Retrato de Rosa Chacel de Timoteo Pérez Rubio

«Merece también nuestra atención el pintor Cristóbal Ruiz, lírico, por excelencia, entre los nuevos pintores de España. Hay en sus paisajes aquel sentimiento elegiaco de los líricos del Quinientos. Sus tintas se extienden en delicados matices hasta un horizonte lejano que la vista mal alcanza, con una espontaneidad emotiva, que es una de las mayores virtudes de su personalidad como pintor. Cristóbal Ruiz es esencialmente un pintor de paisajes. Como retratista no deja de ser un pintor de gamas dulces, y sus retratos son casi siempre un motivo episódico dentro de un paisaje que todavía está por hacer. En la escultura, fue Pérez Comendador, con su “Busto de Mujer”, que aquí se publica, quien más llamó la atención de la crítica inteligente.

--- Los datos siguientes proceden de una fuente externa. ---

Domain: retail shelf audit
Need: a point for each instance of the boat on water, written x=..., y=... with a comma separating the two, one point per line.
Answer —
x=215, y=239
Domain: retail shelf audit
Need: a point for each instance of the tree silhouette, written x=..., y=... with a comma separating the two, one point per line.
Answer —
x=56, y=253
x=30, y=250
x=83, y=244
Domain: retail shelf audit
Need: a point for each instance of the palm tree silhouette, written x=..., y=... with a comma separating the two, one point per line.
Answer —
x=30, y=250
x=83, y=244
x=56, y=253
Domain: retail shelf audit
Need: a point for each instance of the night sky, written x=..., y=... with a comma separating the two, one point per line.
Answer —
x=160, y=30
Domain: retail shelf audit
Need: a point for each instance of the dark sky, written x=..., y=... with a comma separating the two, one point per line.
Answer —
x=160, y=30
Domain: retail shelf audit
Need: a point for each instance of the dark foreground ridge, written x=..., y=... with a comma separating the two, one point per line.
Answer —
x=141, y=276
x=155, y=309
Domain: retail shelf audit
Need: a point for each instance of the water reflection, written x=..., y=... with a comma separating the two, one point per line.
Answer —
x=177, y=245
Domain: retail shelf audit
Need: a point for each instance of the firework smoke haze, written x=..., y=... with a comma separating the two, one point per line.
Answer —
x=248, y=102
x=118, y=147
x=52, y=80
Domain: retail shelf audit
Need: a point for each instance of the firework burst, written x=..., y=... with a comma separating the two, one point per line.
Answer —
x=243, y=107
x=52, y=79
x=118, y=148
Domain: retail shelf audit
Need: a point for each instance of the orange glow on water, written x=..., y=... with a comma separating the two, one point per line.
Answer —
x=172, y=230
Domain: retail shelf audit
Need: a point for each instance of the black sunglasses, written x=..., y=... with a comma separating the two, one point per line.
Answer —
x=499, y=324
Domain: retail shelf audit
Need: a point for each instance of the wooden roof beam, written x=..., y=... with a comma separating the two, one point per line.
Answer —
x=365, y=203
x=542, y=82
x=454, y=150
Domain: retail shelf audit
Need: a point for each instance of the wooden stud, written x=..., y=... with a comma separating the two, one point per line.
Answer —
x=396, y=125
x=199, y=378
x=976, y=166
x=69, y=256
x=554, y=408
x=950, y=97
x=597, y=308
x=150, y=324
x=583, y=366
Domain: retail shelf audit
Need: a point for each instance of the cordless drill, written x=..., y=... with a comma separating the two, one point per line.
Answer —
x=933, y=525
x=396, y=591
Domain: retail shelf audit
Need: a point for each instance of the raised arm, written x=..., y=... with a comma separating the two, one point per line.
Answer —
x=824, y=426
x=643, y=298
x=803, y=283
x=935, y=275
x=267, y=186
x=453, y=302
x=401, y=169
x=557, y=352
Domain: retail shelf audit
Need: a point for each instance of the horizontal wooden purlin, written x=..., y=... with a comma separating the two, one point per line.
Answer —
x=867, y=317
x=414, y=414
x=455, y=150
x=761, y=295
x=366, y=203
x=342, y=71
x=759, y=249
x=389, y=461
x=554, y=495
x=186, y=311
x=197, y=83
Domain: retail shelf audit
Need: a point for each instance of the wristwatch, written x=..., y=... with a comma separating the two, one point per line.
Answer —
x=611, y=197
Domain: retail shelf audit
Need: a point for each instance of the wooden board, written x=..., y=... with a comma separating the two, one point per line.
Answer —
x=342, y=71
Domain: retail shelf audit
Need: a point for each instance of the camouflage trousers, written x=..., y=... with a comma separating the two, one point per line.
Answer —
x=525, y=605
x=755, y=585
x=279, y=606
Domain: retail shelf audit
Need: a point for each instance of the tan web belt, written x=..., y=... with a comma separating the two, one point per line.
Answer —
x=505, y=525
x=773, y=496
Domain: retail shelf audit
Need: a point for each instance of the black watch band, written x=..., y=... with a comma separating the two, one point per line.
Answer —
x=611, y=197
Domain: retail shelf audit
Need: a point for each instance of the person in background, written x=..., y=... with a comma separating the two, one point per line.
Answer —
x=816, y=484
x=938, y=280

Quintín de Torre, el conocido escultor vasco, confirmó, con su “Farsa”, las sólidas condiciones artísticas que ya venía demostrando a través de su obra.
José Planes, el escultor murciano, a quien ya nos referimos en las páginas de esta revista, presentó “Una danzarina Moderna”, magnífica de dinamismo y de visión actual, donde se sintetiza, en líneas finísimas, todos sus profundos conocimientos técnicos.
No debemos olvidar el nombre de Pérez Mateo, que será un gran escultor cuando desprecie ciertas preocupaciones germánicas, para las cuales no le predispuso Dios. Tampoco al escultor chileno Lorenzo Domínguez, autor de una deliciosa cabeza de mujer, que fue el mejor retrato de esta exposición.
La Medalla de Honor se le concedió, por votación entre los artistas españoles, a Joaquín Ruiz, el admirable maestro catalán, cuya obra contribuyó de manera decisiva a la visión de un nuevo paisaje que marcó época en tiempos todavía recientes».